Il rédigea une sorte de journal personnel, listant chaque détail concernant Elior : les allées et venues, les voix entendues, les gestes des visiteurs, les absences de classe, et bien sûr, la phrase déroutante qu’Elior lui avait dite. Chaque mot était précieusement noté, chaque détail analysé, comme un enquêteur qui construit peu à peu son dossier.
— Je dois comprendre… pensa-t-il. Il y a un lien entre Elior, les disparitions et ce blog… je le sens.
La fatigue commença à se faire sentir, mais Mathis continua de travailler. Il nota même les rumeurs sur les élèves disparus et celles rapportées par Leo. Chaque connexion possible était ajoutée à son carnet : les heures, les dates, les visages, les comportements suspects. Il se rendit compte que même les petits détails anodins – un passage furtif, une lumière allumée trop longtemps, un mot chuchoté – pouvaient être des indices cruciaux.

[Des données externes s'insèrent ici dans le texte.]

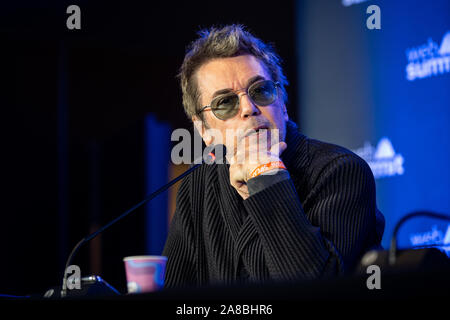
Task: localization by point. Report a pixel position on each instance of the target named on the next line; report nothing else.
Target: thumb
(278, 148)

Vers 23h30, il se leva enfin et fit le tour de sa chambre, observant les étagères, les posters, le petit carnet ouvert sur le bureau. Le silence pesant de l’appartement l’enveloppait. La seule lumière venait de la lampe de bureau, projetant des ombres mouvantes sur les murs. Il respira profondément, essayant de calmer l’excitation et l’inquiétude qui bouillonnaient en lui.
Avant de se coucher, il réfléchit à la suite. Demain, il devait trouver un moyen de parler de nouveau à Elior, peut-être plus directement. Il devait aussi continuer à observer la maison, noter les mouvements suspects et chercher à relier chaque élément entre eux. Une stratégie prenait forme dans son esprit : patience, observation, collecte de preuves.

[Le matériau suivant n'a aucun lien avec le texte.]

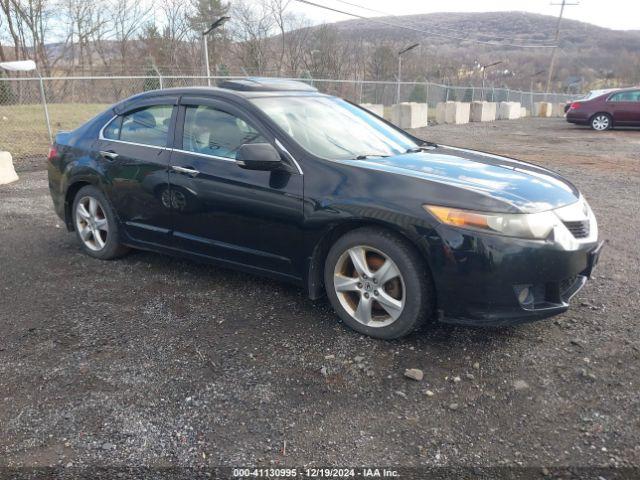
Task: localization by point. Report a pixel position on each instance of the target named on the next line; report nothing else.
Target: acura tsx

Finalement, il éteignit l’ordinateur et s’allongea sur son lit. Les yeux fixant le plafond, il repensa à la phrase d’Elior : « Les disparitions… c’est normal de nos jours… enfin… je… je pense… » Elle tournait en boucle dans son esprit, plus inquiétante à chaque répétition. Il savait qu’il venait de toucher quelque chose de plus grand que lui, quelque chose qui le dépassait, et pourtant, il sentait qu’il devait continuer, coûte que coûte.
Le sommeil finit par le gagner, mais il se réveilla plusieurs fois, l’esprit agité par les images de la journée, par les mots du blog et par le visage d’Elior. La nuit s’étira, longue et troublante, et lorsqu’il se leva enfin, il savait qu’il entamait un chemin qu’il ne pourrait plus abandonner.